The former quarterback has been at Oklahoma State for 24 seasons as a player, assistant and head coach. He served two separate stints as an assistant for the Cowboys, once from 1990-95 and again from 2001-04. He had stops as an assistant at Maryland and Baylor in between.
He was promoted from offensive coordinator to head coach at OSU in 2005. Since that time, he’s compiled a 66-35 record with a 4-2 mark in bowl games. He’s steadily improved the program since taking over. The Cowboys have either matched or improved their win total every season of his tenure until this season. Coming off a 12-1 campaign in 2011, the Cowboys had a 7-5 record this season and will play Purdue in the Heart of Dallas Bowl on Jan. 1. Gundy has been voted the national coach of the year (2011) and the Big 12 coach of the year (2010).
Off the field, he’s known as somewhat of an internet sensation for his antics in a 2007 press conference. Gundy had an animated almost four-minute rant about an article that ran in the local paper that he felt disparaged one of his players. The famous line that emerged from it was Gundy screaming, “I’m a man, I’m 40 – come after me!”
Recruiting: Gundy’s recruiting classes have hovered close to the top 25 in the last five years. The Cowboys currently have the 25th best 2013 class nationally (per Rivals.com).
Wide receivers Dez Bryant (2007) and Justin Blackmon (2008), safety Markelle Martin (2008), quarterback Brandon Weeden (2007) and running back Kendall Hunter (2007) are among some of the players Gundy has recruited during his tenure that moved on to the NFL.
Why he’d come: This was written about Gundy in the Oklahoman on Sunday: “Reports indicate the relationship between Gundy and OSU athletic director Mike Holder is not what it once was. Last year's contract negotiations dragged out and did not go as smoothly as everyone involved had hoped.”
That’s not concrete evidence that Gundy would want out from the school he’s been at for 24 years, but that could explain why the Vols might be interested in him. Volquest.com, the Rivals.com affiliate for Tennessee, reported that the Vols met with him Sunday, so it sounds like there’s at least some level of interest there.
Why he wouldn’t: He’s got a strong program, a $3.3 million contract and a team that fell just short of a shot at a national championship last year. The Cowboys’ athletic department has the financial backing of T. Boone Pickens, a billionaire who has helped finance many structural upgrades. Oklahoma State doesn’t have a long, rich tradition, but it’s been among the winningest programs nationally in the last five years, so Gundy has it heading in the right direction.

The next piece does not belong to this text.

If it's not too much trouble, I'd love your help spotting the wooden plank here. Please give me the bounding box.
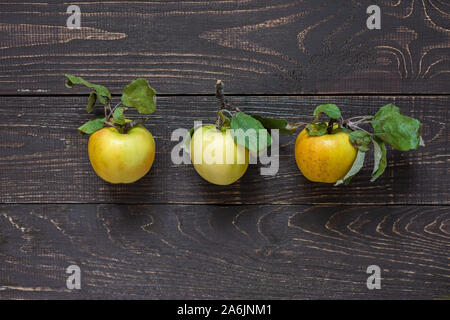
[0,204,448,299]
[0,1,448,94]
[0,95,448,205]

Chalk talk: Gundy has developed a balanced spread offense that finds itself near the top of the offensive rankings nationally almost every season. This season the Cowboys averaged 44.7 points per game and were fifth in total offense nationally with an average of just under 550 yards per game.
The defense hasn’t always been as good. The Cowboys were ranked 82nd in total defense in 2012, giving up an average of 426 yards per game. They use mainly a 4-3 scheme.
It’s unclear who Gundy would bring as a staff, but he does have two notable current assistants, offensive line coach Joe Wickline and offensive coordinator/quarterbacks coach Todd Monken, who have experience as full-time assistant coaches in the SEC. Monken worked at LSU, while Wickline was at Florida and Ole Miss.
What he’s said:
• “I would never, just for everybody involved, never talk about any other job or (give) any confirmation of anything that's gone on … I would prefer not to talk about anything other than Oklahoma State or the bowl game,” -- Gundy told the Oklahoman Sunday night.
Grading the potential hire: Gundy has shown the ability to build a program to near the top. There are questions, though. He’s never worked in the SEC and doesn’t have any clear ties to this region. Who would he bring as his staff? Can he recruit the Southeast? Would his spread offense work against physical defenses such as Alabama and Florida? Those are the unknowns for Gundy. But there aren’t that many coaches out there who have his combination of success and experience in a major conference. Texas A&M has seen a smooth transition to the SEC with its spread offense, so there’s some evidence that it can work. Tennessee needs a winner, and that’s what Gundy has proven to be. We’d give the hire an A-.